Outre la mise en liberté sous caution, le tribunal a imposé plusieurs obligations à Pastukhov. Il lui est interdit de quitter Kyiv et sa région sans autorisation judiciaire, il doit s'abstenir de tout contact avec les témoins, remettre ses passeports étrangers et porter un bracelet électronique.
L'audience s'est tenue à huis clos à la demande du procureur du Parquet spécialisé anti-corruption (SAP).

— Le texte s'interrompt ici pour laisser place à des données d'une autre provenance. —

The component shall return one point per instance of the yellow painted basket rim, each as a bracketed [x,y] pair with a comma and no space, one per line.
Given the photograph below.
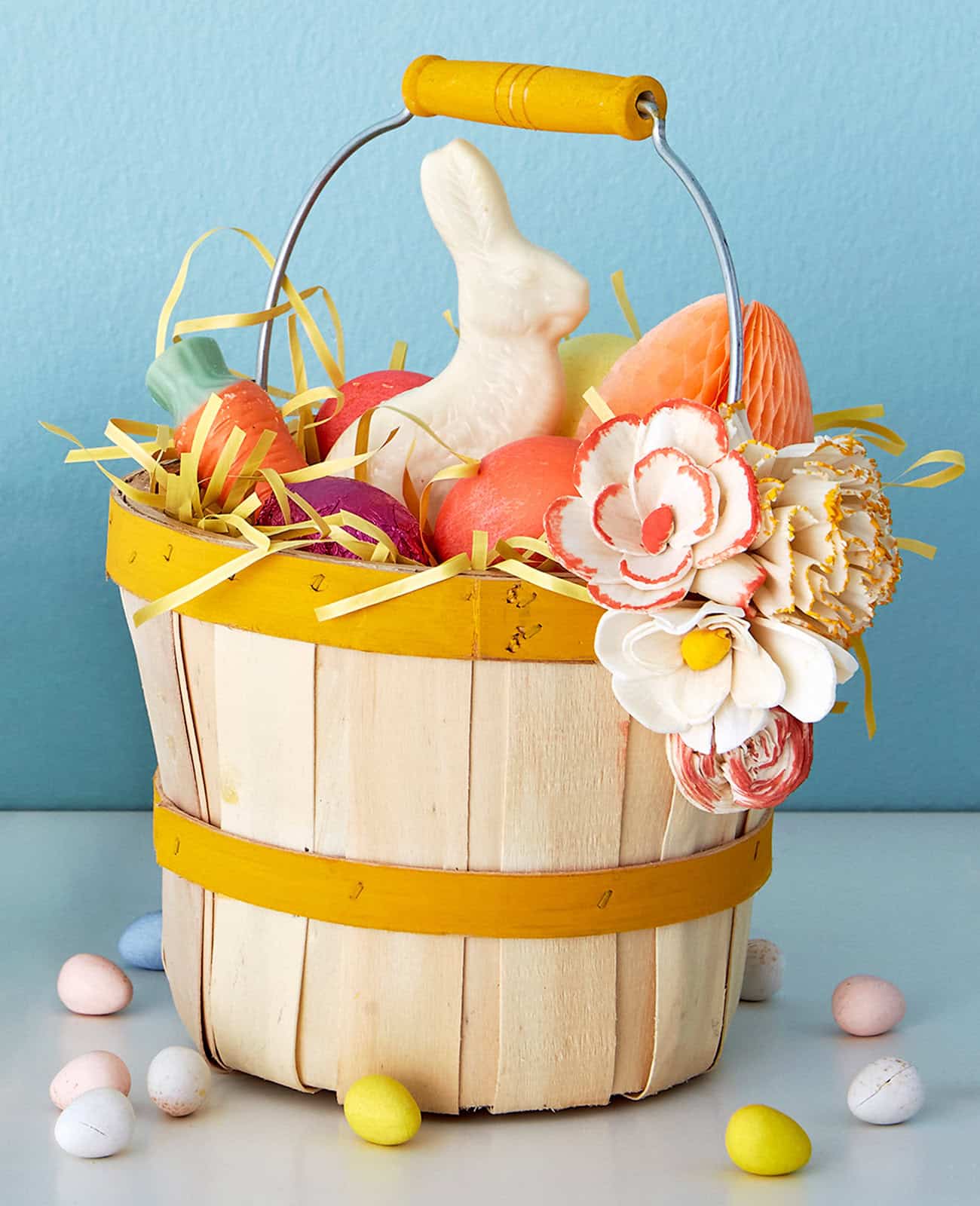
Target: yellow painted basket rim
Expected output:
[472,615]
[472,904]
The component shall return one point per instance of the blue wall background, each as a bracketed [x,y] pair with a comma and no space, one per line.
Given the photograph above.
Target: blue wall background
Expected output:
[838,142]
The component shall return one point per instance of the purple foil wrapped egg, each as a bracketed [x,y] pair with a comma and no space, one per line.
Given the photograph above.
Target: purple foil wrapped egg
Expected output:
[327,496]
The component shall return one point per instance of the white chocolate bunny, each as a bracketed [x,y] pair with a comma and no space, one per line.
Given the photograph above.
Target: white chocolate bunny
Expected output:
[516,302]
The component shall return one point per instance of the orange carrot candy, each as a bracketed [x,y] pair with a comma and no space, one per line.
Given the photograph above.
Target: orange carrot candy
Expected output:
[184,378]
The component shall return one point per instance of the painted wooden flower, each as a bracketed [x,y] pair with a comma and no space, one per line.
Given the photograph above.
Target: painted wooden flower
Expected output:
[825,536]
[712,675]
[664,507]
[759,773]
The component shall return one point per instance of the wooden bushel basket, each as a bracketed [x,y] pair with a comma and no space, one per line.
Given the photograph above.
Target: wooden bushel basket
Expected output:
[580,930]
[485,759]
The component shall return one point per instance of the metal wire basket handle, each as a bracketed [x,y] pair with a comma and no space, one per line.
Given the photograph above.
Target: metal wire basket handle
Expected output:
[536,98]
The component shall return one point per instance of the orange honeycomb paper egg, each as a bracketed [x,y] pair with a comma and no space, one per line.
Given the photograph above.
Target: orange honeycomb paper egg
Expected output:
[686,356]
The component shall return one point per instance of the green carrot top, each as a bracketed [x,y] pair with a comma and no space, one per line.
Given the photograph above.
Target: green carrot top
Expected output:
[182,377]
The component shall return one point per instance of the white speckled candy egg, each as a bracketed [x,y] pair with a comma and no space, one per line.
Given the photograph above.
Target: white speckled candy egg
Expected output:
[96,1125]
[867,1005]
[92,984]
[94,1070]
[763,970]
[887,1091]
[178,1081]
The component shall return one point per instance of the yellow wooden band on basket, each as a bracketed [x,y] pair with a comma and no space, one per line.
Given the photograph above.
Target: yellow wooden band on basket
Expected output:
[485,904]
[530,96]
[468,617]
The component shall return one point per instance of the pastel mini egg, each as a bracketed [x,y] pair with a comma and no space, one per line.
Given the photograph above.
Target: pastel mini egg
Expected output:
[140,942]
[765,1141]
[178,1081]
[867,1005]
[94,1070]
[890,1091]
[98,1123]
[94,986]
[763,970]
[381,1111]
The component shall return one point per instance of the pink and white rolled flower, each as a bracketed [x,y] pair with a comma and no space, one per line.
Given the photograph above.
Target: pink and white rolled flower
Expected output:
[759,773]
[664,507]
[712,675]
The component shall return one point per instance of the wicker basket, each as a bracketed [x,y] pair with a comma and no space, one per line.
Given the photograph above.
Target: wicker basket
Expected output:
[492,763]
[464,729]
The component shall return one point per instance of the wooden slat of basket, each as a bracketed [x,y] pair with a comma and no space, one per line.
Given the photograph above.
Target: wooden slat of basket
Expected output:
[265,697]
[562,813]
[196,642]
[182,902]
[338,677]
[741,923]
[646,808]
[402,994]
[154,645]
[479,1043]
[692,962]
[198,645]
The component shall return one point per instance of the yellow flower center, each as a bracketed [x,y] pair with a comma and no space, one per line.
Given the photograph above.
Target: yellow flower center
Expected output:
[704,648]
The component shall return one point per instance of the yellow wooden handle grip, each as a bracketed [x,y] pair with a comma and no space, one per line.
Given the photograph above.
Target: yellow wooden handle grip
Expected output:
[529,96]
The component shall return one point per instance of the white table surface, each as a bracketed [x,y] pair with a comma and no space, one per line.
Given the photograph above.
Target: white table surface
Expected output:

Pour rappel, le 19 février, le Bureau national anti-corruption d'Ukraine (NABU) et le SAPO ont annoncé la découverte d'un système de corruption dans le cadre du développement du système de gestion des forces armées ukrainiennes « Dzvin ». Selon l'enquête, l'État a perdu 246 millions de hryvnias à cause de cette fraude.
Ce système, censé être essentiel à la coordination des opérations militaires, s'est révélé inefficace et incompatible avec les systèmes similaires en vigueur dans les États membres de l'OTAN. Parallèlement, malgré les critiques, le ministère de la Défense a continué d'allouer des millions de hryvnias à son développement.
Les journalistes de Bihus.Info et les enquêteurs du NABU ont établi que le projet « Dzvin » avait été utilisé pour détourner des fonds publics.
L'enquête est en cours. La Cour suprême de justice a déjà statué concernant d'autres accusés dans cette affaire. Il est possible que de nouveaux suspects soient mis en examen prochainement.